The title loosely follows the plot of the film with Dr. Bruce Banner (lazily portrayed by Edward Norton) trying to cure himself of his alter ego, the Incredible Hulk. Out to capture him is the US army led by General Thaddeus “Thunderbolt” Ross and Emil Blonsky, who you later face as his alter ego the Abomination. To expand the plot of the film, the game also included subplots not featured in the movie, featuring Rick Jones and villains such as Bi-Beast, the U-Foe’s and the Enclave.

For those unfamiliar with Ultimate Destruction, the Incredible Hulk is an open world sandbox game where as the Hulk, the player is free to roam New York City and pretty much do (or should I say, SMASH) whatever they please. Outside of the story missions, you can scour the landscape for collectibles, smash famous landmarks like the empire state building, and complete side missions such as creating a certain amount of destruction in a set period of time, racing and even taxiing whole taxi’s.
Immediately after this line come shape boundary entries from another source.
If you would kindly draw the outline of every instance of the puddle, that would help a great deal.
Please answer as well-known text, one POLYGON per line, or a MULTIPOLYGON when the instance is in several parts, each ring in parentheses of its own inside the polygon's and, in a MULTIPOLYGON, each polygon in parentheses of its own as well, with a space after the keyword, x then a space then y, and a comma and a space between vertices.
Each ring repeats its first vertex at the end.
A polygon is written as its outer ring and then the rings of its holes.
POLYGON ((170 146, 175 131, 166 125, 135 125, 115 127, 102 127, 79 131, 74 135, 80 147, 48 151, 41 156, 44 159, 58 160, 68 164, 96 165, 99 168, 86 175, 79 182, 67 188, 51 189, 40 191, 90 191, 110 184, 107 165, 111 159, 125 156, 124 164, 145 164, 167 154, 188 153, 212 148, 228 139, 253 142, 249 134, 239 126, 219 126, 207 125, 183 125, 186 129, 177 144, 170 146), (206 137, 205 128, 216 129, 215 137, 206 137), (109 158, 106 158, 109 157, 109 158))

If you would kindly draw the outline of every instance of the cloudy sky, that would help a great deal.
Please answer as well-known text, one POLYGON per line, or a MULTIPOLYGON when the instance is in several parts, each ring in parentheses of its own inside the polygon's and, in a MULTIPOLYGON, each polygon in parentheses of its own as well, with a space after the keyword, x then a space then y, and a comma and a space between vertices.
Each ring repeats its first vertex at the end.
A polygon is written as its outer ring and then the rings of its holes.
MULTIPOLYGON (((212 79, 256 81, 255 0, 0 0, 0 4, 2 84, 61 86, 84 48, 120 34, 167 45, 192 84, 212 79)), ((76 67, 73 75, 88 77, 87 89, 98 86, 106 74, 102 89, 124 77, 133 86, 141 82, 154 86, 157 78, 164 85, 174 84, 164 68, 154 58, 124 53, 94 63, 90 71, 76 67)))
The Incredible Hulk is one of the best releases in Sega’s partnership with Marvel, one can only assume that the developer just used the template set down by Ultimate Destruction, and there’s absolutely nothing wrong with that. There are a few things holding it back from being truly memorable, however. The missions themselves are rather repetitive, boiling down to one of four types, break, smash, transport and protect. The city itself is pretty barren and lifeless as well (I know New York has a lot of cabs, but that can’t be all EVERYONE drives). The voice acting is pretty solid, and has all of the cast from the film (with the exception of Lou Ferrigno as the voice of the Jade Giant). The large exception coming from Edward Norton who sounds like he’s reading his lines directly from the page. I’m thinking they recorded the voices after he found out he wasn’t going to be in the Avengers.

The game also has a few technical issues I encountered during my time with it. On countless occasions the game would freeze and the only way to correct the problem was to turn off my Xbox 360, losing progress within whatever mission I was doing. The other problem was the loading of the world itself. After a large jump, the city would load as I was falling or traveling, transforming from a bland texture-less environment to the fully realized world as the game was being played.

As far a movie tie-in’s go, the Incredible Hulk is one of the best. Sure, it may be a little repetitive and have a few bugs, but it’s definitely worth a playthrough for fans of either the film or the character.